Young Refugee Begins a More Independent Life

FINDING NEW ABILITY

TWO months ago, Cheat Sokha left the bamboo hospital platform where she had lain for six years and moved to her own house. Now, every day, the 19-year-old partially paralyzed Cambodian eases herself into a wheelchair made of wood, bamboo, and old tires and pushes herself to the rehabilitation center to crochet pillow covers and coasters for sale.

For Sokha, Cambodia is remote. Six years ago in her village located near the city of Battambang, she was caught outside in shelling by Vietnamese occupation forces and the Cambodian resistance.

"I was injured by a rocket. I was sitting in a hammock with my baby brother," Sokha recalls. "We had made a cover of wood and ground, and I was running ahead to that when I fell."

Since then, she's lived in refugee camps along the Thai-Cambodian border where her father brought her for treatment. She says she hasn't seen her mother and seven brothers and sisters and is out of touch with her village.

Today, she and her father, Moklon, share a small house in Khao I Dang camp, one of the sprawling bamboo ghettos that straddle the volatile Thai-Cambodian frontier.

For months, Cambodians have waited as the United States and other Western and Asian powers try to force the Phnom Penh regime of Prime Minister Hun Sen and the three-faction resistance dominated by the Khmer Rouge to accept a United Nations peace plan. (See story above.)

Sokha knows little more than life in the camps. Many children whose parents once worked Cambodia's rice paddies have never seen crops grow.

Sokha says the tedium of camp life is her worst enemy.

"My thoughts are like the wind. It's up to the way the wind blows," she says. "Nothing makes me think anymore: I just open my eyes every day."

"Along the border, there are signs of Khmer society breaking down," notes Susan Walker, regional director of Handicap International, which runs the rehabilitation facility at Khao I Dang. "People get good services here. But we can't provide them with hope for the future and for their children. And we can't provide them the experience of rice and water buffaloes."

Aid workers at the camp say Sokha has moved toward rebuilding her life. The girl, who attended school in Cambodia for only three years, has learned some English. And despite her reluctance to leave the hospital, aid workers say she is better off learning independence at home.

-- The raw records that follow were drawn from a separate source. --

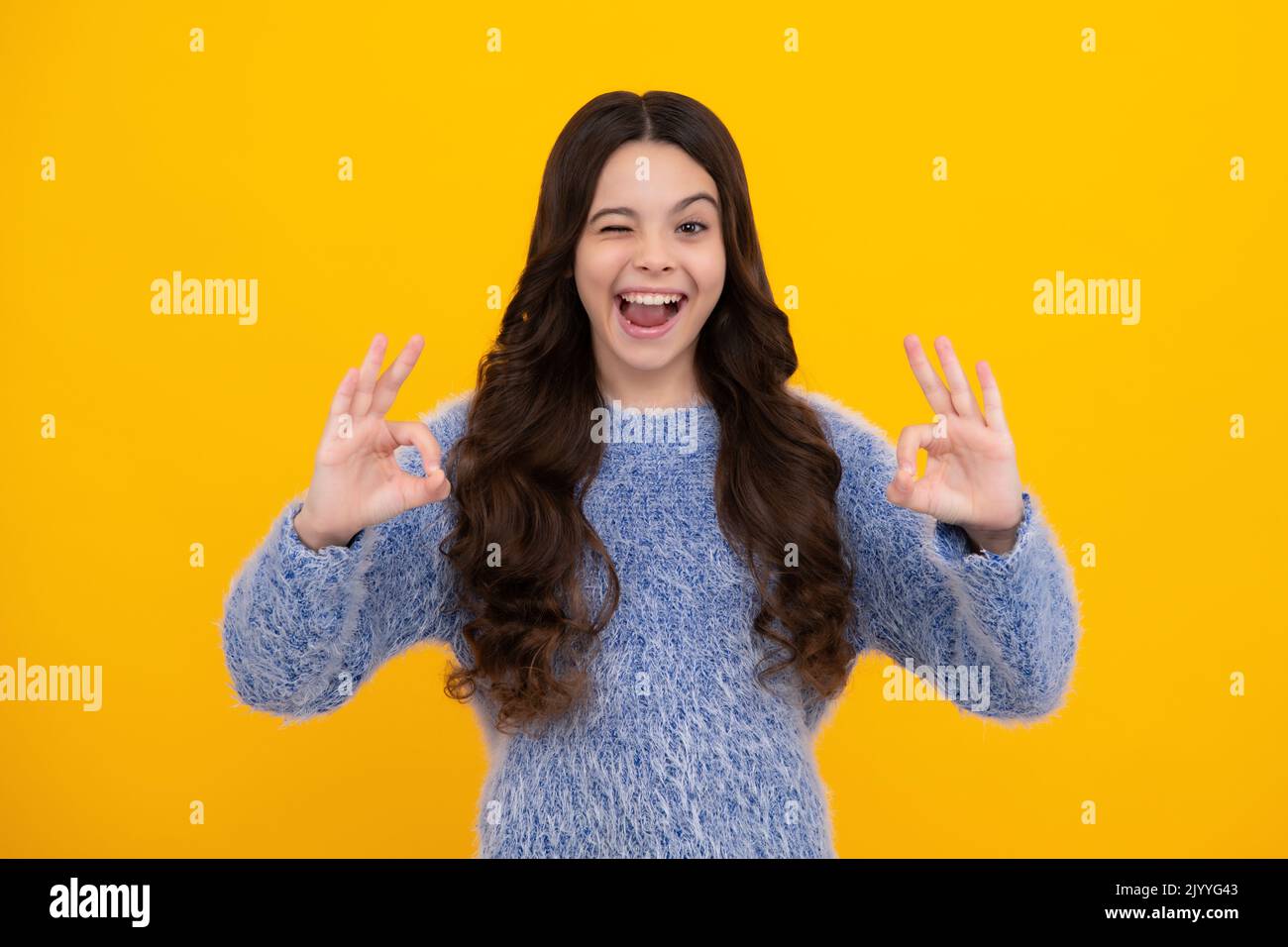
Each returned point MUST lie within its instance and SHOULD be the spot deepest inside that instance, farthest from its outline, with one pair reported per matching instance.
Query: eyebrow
(677, 209)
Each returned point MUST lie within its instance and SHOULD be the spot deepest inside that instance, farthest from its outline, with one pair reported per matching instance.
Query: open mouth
(648, 321)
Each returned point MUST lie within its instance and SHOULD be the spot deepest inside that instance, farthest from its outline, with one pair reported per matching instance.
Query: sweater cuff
(297, 557)
(954, 545)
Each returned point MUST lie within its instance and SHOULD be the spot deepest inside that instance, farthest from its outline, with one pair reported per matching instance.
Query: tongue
(645, 315)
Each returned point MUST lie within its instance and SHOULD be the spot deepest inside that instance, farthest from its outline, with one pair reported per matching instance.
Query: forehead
(651, 174)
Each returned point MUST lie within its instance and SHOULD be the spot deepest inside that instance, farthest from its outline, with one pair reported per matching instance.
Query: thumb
(903, 487)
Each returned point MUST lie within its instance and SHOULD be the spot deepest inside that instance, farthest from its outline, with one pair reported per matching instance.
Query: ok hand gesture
(357, 480)
(971, 475)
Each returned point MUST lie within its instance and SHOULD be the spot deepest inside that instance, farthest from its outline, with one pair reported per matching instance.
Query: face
(657, 235)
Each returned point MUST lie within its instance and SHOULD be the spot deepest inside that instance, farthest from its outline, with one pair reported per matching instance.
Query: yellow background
(194, 429)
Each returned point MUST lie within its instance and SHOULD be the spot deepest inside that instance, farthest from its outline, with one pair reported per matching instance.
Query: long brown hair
(519, 484)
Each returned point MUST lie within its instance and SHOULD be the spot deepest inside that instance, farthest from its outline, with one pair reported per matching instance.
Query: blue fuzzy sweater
(678, 753)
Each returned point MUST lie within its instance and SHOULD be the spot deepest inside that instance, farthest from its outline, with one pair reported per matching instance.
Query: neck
(675, 385)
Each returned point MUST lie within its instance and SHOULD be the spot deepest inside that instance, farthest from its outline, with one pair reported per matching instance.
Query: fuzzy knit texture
(678, 753)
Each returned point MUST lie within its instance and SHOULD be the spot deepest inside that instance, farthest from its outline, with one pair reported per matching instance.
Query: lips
(647, 321)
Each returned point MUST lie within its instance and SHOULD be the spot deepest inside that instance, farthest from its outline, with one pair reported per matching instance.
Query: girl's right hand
(357, 480)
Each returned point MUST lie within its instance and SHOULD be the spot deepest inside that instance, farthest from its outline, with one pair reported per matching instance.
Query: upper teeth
(652, 298)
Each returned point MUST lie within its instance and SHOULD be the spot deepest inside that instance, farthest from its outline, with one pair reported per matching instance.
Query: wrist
(318, 538)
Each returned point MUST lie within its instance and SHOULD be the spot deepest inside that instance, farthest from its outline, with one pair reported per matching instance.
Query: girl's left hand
(971, 476)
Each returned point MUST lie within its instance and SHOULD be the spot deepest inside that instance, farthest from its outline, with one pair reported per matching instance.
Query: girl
(652, 611)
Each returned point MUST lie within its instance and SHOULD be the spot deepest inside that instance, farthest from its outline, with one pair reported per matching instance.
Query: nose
(652, 254)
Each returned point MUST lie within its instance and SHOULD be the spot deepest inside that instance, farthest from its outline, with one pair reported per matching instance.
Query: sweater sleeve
(303, 629)
(922, 594)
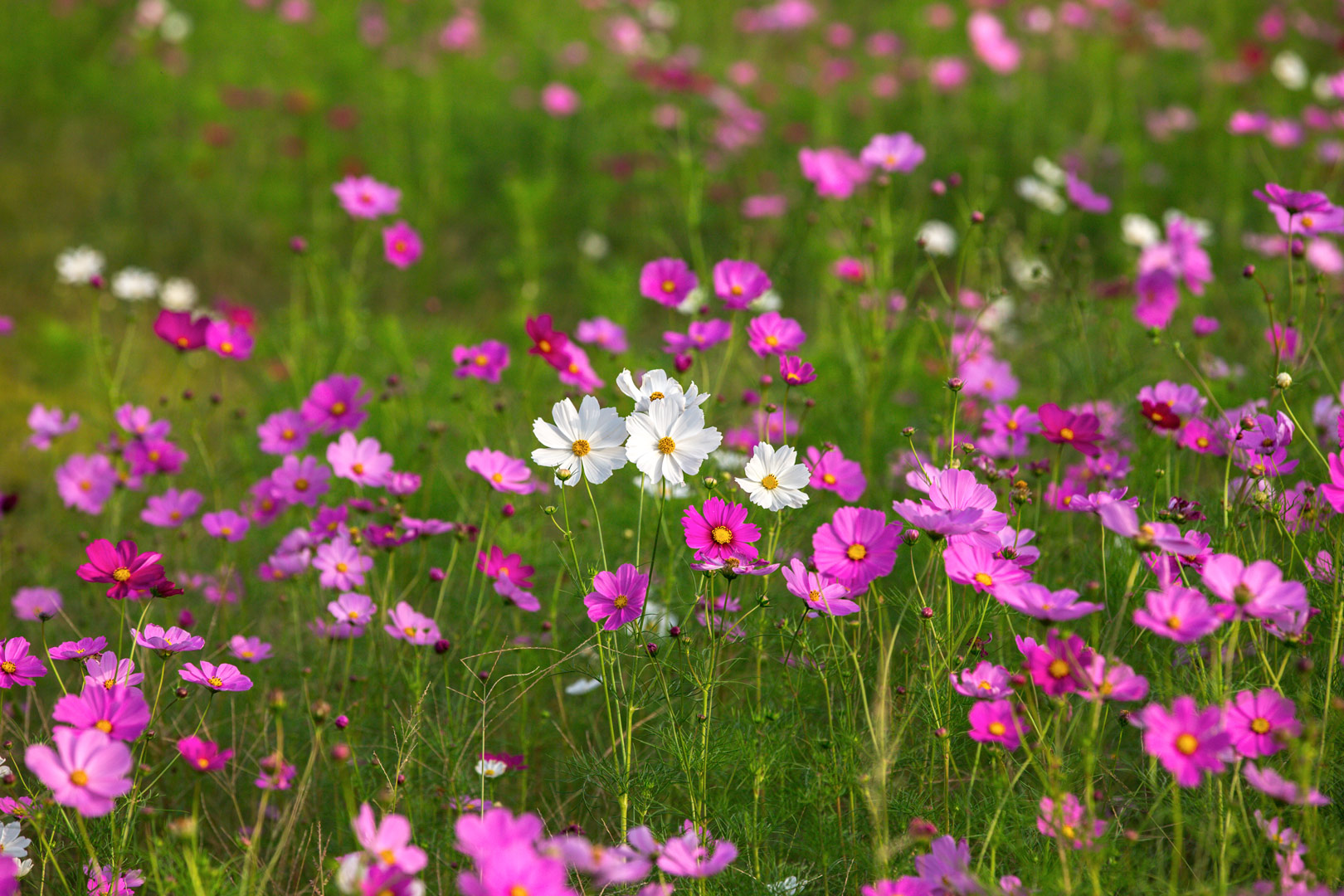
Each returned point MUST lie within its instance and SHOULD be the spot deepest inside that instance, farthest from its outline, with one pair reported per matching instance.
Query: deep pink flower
(1186, 739)
(85, 772)
(123, 566)
(856, 547)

Yet Sokha has found independent living a tough adjustment. Her three-room bamboo hut, 10 minutes by wheelchair from the rehabilitation center, has been specially designed for handicap use. Sokha can cook, but she says she still relies on her father, who works as a security guard in the camp, to prepare meals and clean.

ONE recent, hot afternoon in the small house, Sokha and her father explain their fear and uncertainty in going home. In the past year, thousands of Cambodians have returned, some voluntarily but most forced by the rebels who have regained territory from the Phnom Penh regime.

"It is very difficult in the village. You can't find a job and sometimes you can't travel far without permission," Sokha says, translating for her father.

"The village is sometimes under Hun Sen, sometimes under the Khmer Rouge," she continues. "When Hun Sen is out, the Khmer Rouge are in. When Hun Sen is in, the Khmer Rouge are out."

Although she was very young, Sokha says she can't forget the hardship and terror of Pol Pot's Khmer Rouge.

In 1975, when Sokha was three years old, the Khmer Rouge took control of Cambodia in an uprising fueled by resentment against the corrupt Lon Nol regime, which had allowed massive US bombing during the Vietnam War.

For four years, the Khmer Rouge imposed a brutal agrarian reconstruction program on Cambodia, emptying cities and towns and forcing millions of Cambodians to labor in the countryside. An estimated 1 million people are believed to have died, many by starvation.

Sokha remembers the hunger and hard work. "We could eat only porridge and rice, but it was not enough. We cooked leaves, banana roots, and papaya stalks together with the porridge to get more," she says.

In 1978, after widespread skirmishes, Vietnam invaded Cambodia, ousted the Khmer Rouge, and drove the Marxists to the Thai border. "After the Pol Pot regime, it was better than during the Pol Pot regime," says Sokha. "But then ... I got this injury."

Sokha is bewildered by Cambodia's political standoff. One of her brothers fights for the Phnom Penh Army.

Sokha and her father stay in contact with the Cambodian resistance and are trying to locate another brother and sister in a different refugee camp. Western aid workers say efforts to trace them have been unsuccessful, although Sokha has received word that they are at the Thai border.

Like many Cambodian refugees, Sokha is frustrated with Cambodia's political leaders and the continuing war. She says she gets angry listening to news on the radio.

"It's always the same, same. It's never better," she says heatedly. "It makes me cry to listen to it."

To survive, Sokha says she's forced to wait and hope. "We are waiting for the peace," she says. "I want to go back. I have only one hope."